La respuesta era correcta, pero no demostraba los conocimientos de física que se le estaban examinando, y sobre todo no era la que los examinadores esperaban. Rutherford llamó al estudiante y le dio unos minutos para contestar la pregunta de nuevo. Este, al cabo de un rato, dijo: «Lance el barómetro desde la azotea, calcule el tiempo de caída con un cronómetro, aplique la fórmula de la caída libre y tiene la altura del edificio».
El estudiante afirmaba tener más respuestas y las iba soltando una tras otra: «Sitúese con el barómetro en la planta baja y suba por las escaleras marcando sucesivamente la altura del barómetro; cuente el número de marcas y multiplique por la altura del barómetro. Ate una cuerda al barómetro y muévalo desde la azotea como si fuera un péndulo midiendo la velocidad al pasar por la perpendicular. Usando sencillas fórmulas trigonométricas se obtiene la altura del edificio. Mida en un día soleado la altura del barómetro y la longitud de su sombra; mida la sombra del edificio y aplique proporcionalidad. También puede ofrecer el barómetro al conserje a cambio de que le diga la altura del edificio…».

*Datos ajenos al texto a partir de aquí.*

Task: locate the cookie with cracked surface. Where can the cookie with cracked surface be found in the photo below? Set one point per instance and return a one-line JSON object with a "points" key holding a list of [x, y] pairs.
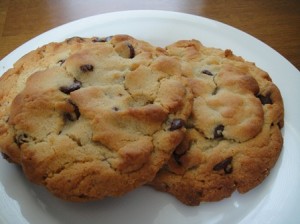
{"points": [[102, 122], [233, 135]]}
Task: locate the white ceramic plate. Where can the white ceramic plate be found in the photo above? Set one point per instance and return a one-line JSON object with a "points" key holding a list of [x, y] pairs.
{"points": [[276, 200]]}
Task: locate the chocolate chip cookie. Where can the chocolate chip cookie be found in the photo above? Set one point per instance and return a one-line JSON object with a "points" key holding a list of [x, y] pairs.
{"points": [[93, 117], [233, 136]]}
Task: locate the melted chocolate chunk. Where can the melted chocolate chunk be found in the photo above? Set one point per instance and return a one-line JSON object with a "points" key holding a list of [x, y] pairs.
{"points": [[115, 108], [207, 72], [61, 61], [218, 132], [265, 99], [68, 89], [225, 165], [6, 157], [176, 124], [87, 68]]}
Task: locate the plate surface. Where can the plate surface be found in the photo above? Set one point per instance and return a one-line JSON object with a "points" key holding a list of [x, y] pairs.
{"points": [[276, 200]]}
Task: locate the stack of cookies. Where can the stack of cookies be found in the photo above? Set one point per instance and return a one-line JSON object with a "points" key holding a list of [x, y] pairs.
{"points": [[90, 118]]}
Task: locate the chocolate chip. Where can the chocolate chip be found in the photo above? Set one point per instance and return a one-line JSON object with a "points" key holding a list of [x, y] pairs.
{"points": [[87, 68], [102, 39], [265, 99], [76, 113], [6, 157], [218, 132], [226, 165], [207, 72], [176, 124], [61, 61], [131, 51], [21, 139], [74, 86]]}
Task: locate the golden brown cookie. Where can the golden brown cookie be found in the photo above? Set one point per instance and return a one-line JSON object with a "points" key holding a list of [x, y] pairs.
{"points": [[90, 118], [233, 135]]}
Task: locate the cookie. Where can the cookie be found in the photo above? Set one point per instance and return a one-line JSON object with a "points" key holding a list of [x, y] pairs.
{"points": [[93, 117], [233, 136]]}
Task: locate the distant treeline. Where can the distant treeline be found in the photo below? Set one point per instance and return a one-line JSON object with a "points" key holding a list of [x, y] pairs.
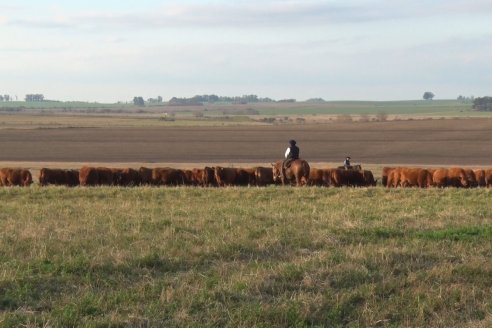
{"points": [[200, 100], [483, 104]]}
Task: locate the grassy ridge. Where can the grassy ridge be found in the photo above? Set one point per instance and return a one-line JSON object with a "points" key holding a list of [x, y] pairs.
{"points": [[245, 257]]}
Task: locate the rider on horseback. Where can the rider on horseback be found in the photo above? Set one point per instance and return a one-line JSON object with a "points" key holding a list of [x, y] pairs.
{"points": [[346, 163], [291, 154]]}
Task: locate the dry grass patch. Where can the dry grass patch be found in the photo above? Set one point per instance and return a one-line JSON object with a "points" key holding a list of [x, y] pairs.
{"points": [[245, 257]]}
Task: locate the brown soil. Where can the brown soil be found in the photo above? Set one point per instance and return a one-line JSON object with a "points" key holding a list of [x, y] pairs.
{"points": [[429, 142]]}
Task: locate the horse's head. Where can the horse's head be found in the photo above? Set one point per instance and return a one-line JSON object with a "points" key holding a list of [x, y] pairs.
{"points": [[276, 170]]}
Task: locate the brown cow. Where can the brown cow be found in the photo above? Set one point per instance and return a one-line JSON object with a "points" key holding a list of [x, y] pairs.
{"points": [[316, 177], [126, 177], [105, 176], [225, 176], [415, 177], [297, 173], [480, 177], [15, 177], [384, 175], [209, 177], [488, 178], [168, 176], [58, 177], [368, 178], [471, 178], [197, 177], [453, 177], [145, 175], [393, 178], [245, 177], [95, 176], [263, 175], [349, 178]]}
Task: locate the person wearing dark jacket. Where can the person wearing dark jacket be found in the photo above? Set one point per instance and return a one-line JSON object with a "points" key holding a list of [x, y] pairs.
{"points": [[291, 154], [346, 163]]}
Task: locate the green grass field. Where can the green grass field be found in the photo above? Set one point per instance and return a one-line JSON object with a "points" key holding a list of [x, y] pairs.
{"points": [[410, 107], [245, 257]]}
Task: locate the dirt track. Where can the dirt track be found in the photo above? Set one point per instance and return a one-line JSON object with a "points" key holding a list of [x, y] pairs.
{"points": [[444, 142]]}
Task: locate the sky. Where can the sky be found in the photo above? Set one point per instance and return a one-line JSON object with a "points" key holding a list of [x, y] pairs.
{"points": [[113, 50]]}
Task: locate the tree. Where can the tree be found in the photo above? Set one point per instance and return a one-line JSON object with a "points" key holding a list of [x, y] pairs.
{"points": [[428, 95], [138, 101]]}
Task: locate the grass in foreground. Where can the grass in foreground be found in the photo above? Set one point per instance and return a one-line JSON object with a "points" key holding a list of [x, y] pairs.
{"points": [[245, 257]]}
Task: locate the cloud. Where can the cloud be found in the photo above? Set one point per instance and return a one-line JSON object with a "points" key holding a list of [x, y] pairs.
{"points": [[257, 14]]}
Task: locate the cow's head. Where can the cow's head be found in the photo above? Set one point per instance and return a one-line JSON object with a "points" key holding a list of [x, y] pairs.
{"points": [[276, 171]]}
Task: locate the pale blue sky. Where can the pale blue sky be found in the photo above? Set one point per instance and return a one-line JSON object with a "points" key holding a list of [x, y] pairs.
{"points": [[374, 49]]}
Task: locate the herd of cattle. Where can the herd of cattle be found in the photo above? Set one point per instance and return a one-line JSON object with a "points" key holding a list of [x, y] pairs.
{"points": [[256, 176]]}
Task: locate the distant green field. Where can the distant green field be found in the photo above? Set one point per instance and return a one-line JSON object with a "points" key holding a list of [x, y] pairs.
{"points": [[204, 115], [245, 257], [57, 105], [373, 107]]}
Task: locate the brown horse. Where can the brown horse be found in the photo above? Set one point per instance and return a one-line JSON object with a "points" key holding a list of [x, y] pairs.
{"points": [[297, 173]]}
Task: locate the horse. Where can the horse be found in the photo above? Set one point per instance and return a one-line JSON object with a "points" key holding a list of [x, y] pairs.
{"points": [[297, 172]]}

Ninguna de las respuestas coincidía con la que los examinadores habían pensado. Se le preguntó si sabía que la diferencia de presión marcada por un barómetro en dos lugares diferentes nos da la diferencia de altura entre ambos lugares, es decir, si conocía la respuesta convencional. «Por supuesto», dijo el estudiante. «Pero a mí mis profesores me han enseñado a pensar». El estudiante se llamaba Niels Bohr y llegó a ganar el Premio Nobel por su comprensión de la estructura del átomo.
La historia es buena, aunque nada tenga que ver con Bohr ni con Rutherford y fuera inventada por un magnífico profesor para hablar de las bondades de cierta forma creativa de resolver problemas. Eso a lo que desde los años 60 llamamos pensamiento lateral.
Si se fijan, hay un personaje siniestro en esta historia, que sigue provocando pesadillas por todo el mundo. Acecha en cada nueva vuelta de la historia del barómetro y quizá sale venciendo al final. Se trata de la respuesta convencional. Ese aliado de los docentes que siembran mediocridad, esa losa para los estudiantes que huyen de ella. Estén atentos a la respuesta convencional, segura en su corrección, implacable, soberbia e insuficiente cuando de lo que se trata es de dar un paso adelante diferente o novedoso. Ya sea en la escuela, en el arte o en nuestras míseras vidas cotidianas, la respuesta convencional es la cuerda de atar corto, el lado gris de esa mierda que los libros de autoayuda (sic) llaman la zona de confort.
Bohr no es el del barómetro, no, pero sí es uno de los padres de la física cuántica, tan correcta y tan poco convencional.
Muy bueno, me lo apunto. Gracias por la lección de hoy
La anécdota, igual o muy similar, está descrita en un libro que leí hace tiempo y no recuerdo del todo. Quizás «el quark y el jaguar» de Gell-Mann o alguno del divulgador y genio Feynman. El caso es que los protagonistas eran un profesor que hacía los exámenes y él, al que el profesor perplejo le preguntaba sobre cómo debía evaluar al alumno.
Esto del pensamiento lateral es un timo new age además de una contradicción. Una contradicción porque si «pensar lateralmente» se convierte en la norma, en lo convenido, entonces deja de ser extraordinario; y una estafa porque las ideas geniales no son producto de contemplar los problemas desde cualquier punto de vista. La genialidad es producto de un conocimiento exhaustivo de lo convencional hasta encontrar sus puntos débiles y sus paradojas, amén de trabajo, de mucho trabajo.
Incluso se puede prescindir del barómetro. Cualquier estudiante de Física conoce el valor de “g ”. Sería suficiente subir al punto más elevado del edificio y saltar al vacío. A partir del tiempo que se tarda en llegar al suelo, se puede calcular con precisión la altura del edificio.